# bones for chewing--raw or manmade?



## petitpie (Nov 16, 2011)

Thanks to all who replied to my standard poodle pack aggression. I am happy to say that I have improved as pack leader, the pack are getting structured in their behavior, and the aggressive poodle now has more direction from me and responding well.

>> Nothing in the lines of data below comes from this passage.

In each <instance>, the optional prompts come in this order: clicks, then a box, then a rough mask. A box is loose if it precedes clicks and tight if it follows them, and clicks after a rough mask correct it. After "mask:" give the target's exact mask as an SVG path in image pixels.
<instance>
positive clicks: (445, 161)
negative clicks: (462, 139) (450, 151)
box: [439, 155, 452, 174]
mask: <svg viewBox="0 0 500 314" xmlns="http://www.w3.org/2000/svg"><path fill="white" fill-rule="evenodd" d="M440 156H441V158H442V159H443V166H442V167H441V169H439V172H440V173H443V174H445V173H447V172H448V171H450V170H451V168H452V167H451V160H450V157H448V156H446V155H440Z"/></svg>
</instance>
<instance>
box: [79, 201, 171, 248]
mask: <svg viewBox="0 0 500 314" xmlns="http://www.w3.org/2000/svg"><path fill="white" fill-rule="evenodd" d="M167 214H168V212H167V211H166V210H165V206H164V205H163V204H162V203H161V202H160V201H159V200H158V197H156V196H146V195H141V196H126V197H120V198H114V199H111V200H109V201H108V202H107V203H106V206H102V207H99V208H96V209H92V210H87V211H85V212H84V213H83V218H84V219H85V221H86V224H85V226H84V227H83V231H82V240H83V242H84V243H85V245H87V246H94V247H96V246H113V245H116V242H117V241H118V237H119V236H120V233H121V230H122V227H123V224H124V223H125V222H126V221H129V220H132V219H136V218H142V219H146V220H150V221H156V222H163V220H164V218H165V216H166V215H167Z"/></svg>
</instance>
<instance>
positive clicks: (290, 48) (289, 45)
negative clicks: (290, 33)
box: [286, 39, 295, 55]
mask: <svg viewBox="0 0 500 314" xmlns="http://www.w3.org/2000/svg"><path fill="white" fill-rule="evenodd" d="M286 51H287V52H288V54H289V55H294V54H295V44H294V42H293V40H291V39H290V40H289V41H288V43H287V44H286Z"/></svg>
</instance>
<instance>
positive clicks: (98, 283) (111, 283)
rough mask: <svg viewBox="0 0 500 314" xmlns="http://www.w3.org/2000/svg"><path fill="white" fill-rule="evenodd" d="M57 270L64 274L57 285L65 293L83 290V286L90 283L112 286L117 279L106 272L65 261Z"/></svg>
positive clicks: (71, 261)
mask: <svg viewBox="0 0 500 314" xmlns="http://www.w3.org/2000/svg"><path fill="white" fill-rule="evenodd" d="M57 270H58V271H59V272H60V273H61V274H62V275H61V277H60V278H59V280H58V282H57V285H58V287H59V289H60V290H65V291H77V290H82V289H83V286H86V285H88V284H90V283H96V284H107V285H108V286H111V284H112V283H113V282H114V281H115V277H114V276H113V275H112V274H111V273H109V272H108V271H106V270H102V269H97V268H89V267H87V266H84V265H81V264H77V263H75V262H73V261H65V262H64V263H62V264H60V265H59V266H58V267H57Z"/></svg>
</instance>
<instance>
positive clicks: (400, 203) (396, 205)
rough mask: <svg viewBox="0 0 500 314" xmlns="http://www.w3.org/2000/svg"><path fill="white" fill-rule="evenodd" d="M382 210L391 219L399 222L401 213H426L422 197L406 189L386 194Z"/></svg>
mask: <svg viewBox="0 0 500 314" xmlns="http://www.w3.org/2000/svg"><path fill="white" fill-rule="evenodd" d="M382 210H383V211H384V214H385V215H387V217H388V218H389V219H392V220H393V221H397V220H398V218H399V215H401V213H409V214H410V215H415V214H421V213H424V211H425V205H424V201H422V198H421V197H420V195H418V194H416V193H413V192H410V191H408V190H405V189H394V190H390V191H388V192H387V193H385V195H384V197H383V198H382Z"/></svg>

What about bones for them to chew?


----------



## Rowan (May 27, 2011)

If you're feeding raw, you can give them chicken backs and rib bones, etc. If not, most people favor the Bully Sticks. You can get odorless ones somewhere--I think these are the ones, but hopefully someone can confirm:

Odor Free Bully Sticks - Odorless Bully Sticks - Organic Dog Treats View All

OdorLess Bully Sticks - The Odor Free Bully Sticks Review

Same sticks, different seller: Odor Free Best Bully Sticks

(The regular ones STINK!)


----------



## Countryboy (May 16, 2011)

Out at the kennels a while ago, our breeder gave me a few hooves. The dogs amuse themselves with them . . or fight over them . . whenever they please.

Some notice an unwelcome smell from them *like bully sticks* but they've never bothered me.


----------



## CT Girl (Nov 17, 2010)

I also feed bully sticks but Swizzle really enjoys beef trachea and it doesn't smell.


----------